Mrs. O’Reilly, Garden Club President, Holds a Class for Children

This is one place where it’s ok to get dirty. Really dirty. Of course, some of the moms aren’t happy with that, but they should realize that dirt is integral to a successful garden, and dress you in castoffs, appropriately. This is not an arts and crafts lesson. No smocks are needed. In fact, anyone in a smock, especially the plastic kind, will look rather foolish. Now, footwear is important. Also integral to a successful garden. If you wear flip-flops, you run the risk of mud or snails squelching between your toes. Your mothers will not be glad about that. I doubt your fathers will mind much, but, then, they don’t do the bulk of the cleanup, despite all the hooey about role reversals in these radically changed times.
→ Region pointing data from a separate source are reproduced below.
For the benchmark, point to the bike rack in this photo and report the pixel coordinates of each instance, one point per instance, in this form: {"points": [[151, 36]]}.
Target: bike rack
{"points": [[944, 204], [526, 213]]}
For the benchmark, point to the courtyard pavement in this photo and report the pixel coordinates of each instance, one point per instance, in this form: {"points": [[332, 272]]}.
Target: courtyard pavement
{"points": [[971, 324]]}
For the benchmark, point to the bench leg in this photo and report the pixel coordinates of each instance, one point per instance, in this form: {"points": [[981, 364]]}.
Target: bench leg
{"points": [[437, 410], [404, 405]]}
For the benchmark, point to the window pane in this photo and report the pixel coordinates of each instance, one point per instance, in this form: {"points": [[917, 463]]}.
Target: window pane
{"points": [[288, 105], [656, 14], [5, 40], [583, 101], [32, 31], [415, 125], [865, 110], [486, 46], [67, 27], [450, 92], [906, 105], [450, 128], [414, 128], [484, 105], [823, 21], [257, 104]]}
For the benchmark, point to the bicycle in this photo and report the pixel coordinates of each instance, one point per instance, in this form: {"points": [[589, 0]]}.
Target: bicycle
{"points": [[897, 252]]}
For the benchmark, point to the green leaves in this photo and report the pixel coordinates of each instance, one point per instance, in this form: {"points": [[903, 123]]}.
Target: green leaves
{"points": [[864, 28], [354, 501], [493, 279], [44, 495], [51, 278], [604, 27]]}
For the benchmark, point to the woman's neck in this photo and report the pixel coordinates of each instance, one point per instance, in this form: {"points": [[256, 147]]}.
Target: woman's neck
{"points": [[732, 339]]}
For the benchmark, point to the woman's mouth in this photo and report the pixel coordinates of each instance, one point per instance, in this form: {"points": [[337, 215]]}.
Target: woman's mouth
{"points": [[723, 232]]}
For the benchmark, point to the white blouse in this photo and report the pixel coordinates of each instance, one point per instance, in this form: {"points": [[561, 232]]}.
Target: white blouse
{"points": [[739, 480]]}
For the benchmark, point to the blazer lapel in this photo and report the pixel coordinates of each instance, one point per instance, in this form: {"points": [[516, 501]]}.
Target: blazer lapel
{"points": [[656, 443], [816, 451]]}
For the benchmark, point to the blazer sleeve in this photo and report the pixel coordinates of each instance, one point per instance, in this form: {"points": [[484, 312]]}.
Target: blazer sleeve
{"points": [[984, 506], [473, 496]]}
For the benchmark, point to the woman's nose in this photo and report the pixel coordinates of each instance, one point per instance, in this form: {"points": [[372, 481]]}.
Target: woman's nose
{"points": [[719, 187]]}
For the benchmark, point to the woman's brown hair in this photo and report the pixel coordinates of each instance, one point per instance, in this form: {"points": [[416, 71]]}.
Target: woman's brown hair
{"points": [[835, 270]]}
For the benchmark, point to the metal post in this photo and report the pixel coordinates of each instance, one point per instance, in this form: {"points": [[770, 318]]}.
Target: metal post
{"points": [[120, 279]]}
Sneakers also will not work. Your feet will steam and, presuming you wear socks, said socks will be damp with filth in the time it takes to plant your first petunia. Garden clogs are the thing. Special footwear for the gardening set: colorful, durable, rubbery, easy to clean and your toes aren’t exposed. You can leave them in the mud room when you’re done with your gardening. I’d be very surprised to hear that you haven’t got a mud room since the mothers – and it’s still usually mothers, despite what all the hyperbolic and hypocritical progressives say – the mothers who sign you up for this class are most definitely from homes with mud rooms. And they probably have a girl to help with the cleanup. So don’t worry too much about tracking in the dirt from your garden clogs. Remember, dirt is our friend in a garden.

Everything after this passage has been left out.